At SAP's Sapphire conference this week in Orlando, Fla., a question posed by one of my colleagues concerns the status of Business ByDesign, an on-demand suite of applications that has been in development for about five years.
Last week, it was announced that the product would take 12 to 18 months longer than the original target of 2010 to reach $1 billion in revenue and touch 10,000 customers in the mid-market globally.
ZDNet's Larry Dignan reports on a conversation with SAP co-CEO Leo Apotheker, who explained that Business ByDesign was delayed because the company wasn't able to achieve the planned 10-times reduction in total cost of ownership.

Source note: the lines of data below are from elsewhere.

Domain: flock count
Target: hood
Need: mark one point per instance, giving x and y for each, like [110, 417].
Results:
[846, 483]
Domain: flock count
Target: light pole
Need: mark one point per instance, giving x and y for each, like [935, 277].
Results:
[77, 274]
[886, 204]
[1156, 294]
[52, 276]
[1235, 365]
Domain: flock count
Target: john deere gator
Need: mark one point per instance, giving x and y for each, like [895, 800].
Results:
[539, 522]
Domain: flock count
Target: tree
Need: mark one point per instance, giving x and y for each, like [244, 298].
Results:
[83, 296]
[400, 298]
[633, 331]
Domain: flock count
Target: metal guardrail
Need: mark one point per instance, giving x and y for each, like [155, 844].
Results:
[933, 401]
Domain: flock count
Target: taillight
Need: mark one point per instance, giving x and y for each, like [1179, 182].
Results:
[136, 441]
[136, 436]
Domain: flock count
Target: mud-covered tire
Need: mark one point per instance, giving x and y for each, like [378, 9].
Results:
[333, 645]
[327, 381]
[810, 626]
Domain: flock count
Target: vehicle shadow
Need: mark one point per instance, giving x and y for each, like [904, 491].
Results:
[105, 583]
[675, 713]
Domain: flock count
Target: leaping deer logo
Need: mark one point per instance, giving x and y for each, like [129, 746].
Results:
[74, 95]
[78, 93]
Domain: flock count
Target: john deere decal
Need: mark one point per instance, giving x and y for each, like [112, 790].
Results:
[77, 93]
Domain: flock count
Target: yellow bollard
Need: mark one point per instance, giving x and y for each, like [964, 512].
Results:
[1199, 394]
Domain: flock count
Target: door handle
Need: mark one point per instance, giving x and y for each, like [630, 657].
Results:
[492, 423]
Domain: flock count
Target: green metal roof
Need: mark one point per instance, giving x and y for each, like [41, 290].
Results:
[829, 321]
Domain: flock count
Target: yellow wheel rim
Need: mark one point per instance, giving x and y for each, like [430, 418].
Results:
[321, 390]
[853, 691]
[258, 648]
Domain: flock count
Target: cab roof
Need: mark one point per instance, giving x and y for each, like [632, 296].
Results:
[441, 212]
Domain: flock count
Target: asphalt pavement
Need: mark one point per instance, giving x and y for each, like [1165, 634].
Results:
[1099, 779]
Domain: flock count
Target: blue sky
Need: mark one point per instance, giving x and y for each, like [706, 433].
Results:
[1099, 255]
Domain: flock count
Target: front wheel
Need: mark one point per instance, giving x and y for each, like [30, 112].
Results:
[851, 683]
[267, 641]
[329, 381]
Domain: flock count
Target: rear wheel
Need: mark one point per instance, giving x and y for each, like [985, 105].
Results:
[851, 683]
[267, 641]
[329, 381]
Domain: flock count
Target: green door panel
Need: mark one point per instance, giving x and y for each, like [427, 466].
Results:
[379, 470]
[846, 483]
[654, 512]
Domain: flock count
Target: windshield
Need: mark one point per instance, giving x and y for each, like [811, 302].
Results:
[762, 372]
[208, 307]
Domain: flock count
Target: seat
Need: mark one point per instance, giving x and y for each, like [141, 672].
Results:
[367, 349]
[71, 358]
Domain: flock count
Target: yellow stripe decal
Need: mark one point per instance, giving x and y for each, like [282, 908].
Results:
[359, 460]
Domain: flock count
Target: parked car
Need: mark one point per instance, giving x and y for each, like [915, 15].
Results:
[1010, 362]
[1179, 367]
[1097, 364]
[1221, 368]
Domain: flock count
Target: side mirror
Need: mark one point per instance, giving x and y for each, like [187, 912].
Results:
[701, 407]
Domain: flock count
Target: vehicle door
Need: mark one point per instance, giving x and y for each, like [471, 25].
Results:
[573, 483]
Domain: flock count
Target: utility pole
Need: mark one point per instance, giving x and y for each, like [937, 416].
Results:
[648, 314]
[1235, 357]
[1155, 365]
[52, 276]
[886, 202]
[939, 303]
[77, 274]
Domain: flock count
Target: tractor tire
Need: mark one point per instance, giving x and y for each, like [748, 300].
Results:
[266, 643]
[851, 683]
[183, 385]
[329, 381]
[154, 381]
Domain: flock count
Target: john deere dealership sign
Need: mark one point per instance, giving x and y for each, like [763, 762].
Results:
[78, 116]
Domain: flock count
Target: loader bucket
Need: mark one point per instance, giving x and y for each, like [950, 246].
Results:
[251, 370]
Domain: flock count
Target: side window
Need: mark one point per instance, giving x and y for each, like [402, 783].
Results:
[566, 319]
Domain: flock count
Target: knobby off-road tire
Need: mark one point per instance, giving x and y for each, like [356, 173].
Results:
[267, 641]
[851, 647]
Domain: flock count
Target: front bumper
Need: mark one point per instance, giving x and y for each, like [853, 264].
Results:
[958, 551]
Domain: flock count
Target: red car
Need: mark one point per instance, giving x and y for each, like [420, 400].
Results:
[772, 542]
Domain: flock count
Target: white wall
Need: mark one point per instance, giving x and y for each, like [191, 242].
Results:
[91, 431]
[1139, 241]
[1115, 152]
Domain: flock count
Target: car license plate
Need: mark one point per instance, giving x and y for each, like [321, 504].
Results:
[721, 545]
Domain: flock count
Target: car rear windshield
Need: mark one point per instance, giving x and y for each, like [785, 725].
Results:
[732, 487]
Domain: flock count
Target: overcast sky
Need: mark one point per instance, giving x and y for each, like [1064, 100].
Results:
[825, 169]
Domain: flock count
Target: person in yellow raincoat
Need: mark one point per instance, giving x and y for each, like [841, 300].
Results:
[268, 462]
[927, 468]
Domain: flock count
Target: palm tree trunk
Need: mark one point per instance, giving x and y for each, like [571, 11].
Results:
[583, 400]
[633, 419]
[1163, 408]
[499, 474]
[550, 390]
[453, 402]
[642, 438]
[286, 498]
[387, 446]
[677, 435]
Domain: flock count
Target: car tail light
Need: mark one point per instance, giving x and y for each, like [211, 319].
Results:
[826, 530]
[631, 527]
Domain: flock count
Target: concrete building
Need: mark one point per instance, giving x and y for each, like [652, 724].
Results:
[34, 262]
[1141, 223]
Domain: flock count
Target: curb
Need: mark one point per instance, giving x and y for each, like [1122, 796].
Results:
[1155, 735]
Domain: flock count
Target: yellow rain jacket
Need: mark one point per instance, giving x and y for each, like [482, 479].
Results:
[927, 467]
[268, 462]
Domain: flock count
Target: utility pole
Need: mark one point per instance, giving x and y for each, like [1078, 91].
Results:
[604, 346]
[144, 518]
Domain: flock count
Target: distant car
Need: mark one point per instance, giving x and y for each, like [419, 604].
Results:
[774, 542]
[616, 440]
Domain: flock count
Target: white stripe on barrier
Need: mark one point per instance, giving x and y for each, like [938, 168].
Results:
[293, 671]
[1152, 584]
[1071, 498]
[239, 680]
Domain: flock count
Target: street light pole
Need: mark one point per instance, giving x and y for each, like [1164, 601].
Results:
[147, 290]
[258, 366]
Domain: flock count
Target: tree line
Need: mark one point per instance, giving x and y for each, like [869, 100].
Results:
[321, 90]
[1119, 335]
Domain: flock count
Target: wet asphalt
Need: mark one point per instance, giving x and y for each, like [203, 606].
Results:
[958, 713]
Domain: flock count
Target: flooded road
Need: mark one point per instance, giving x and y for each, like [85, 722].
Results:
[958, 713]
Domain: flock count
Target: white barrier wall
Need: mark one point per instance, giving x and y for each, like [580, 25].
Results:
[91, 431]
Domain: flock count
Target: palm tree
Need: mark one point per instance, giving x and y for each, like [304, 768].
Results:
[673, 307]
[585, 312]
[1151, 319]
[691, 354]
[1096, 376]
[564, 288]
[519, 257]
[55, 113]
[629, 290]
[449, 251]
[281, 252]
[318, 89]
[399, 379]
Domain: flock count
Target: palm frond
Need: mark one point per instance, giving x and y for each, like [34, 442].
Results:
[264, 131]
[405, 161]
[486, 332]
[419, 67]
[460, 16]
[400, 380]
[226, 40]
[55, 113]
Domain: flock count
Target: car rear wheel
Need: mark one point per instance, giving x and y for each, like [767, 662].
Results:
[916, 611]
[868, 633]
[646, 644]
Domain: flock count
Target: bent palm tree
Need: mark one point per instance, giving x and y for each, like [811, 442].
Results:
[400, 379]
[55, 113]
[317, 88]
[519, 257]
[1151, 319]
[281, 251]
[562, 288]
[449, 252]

That's a fancy way of saying SAP hasn't figured out how to make money at its $149-per-user, per-month price point. SAP confirmed that it was delaying Business ByDesign when it reported its first-quarter earnings. "We've announced a price point, and now we're working backwards," says Apotheker.
Apotheker is looking to "labor arbitrage" (cheaper programmers offshore) and the next release of SAP's NetWeaver middleware to help bring the costs in line. He contends that the delay won't give an advantage to competitors: "No one will be able to offer an end-to-end, comprehensive business suite."
Being bigger and more comprehensive may prove to lead to unwieldy, more costly, and less agile software development. Perhaps SAP will offer some demonstrations of Business ByDesign at this week's conference to prove that it will be worth waiting for the product to get into fiscal alignment.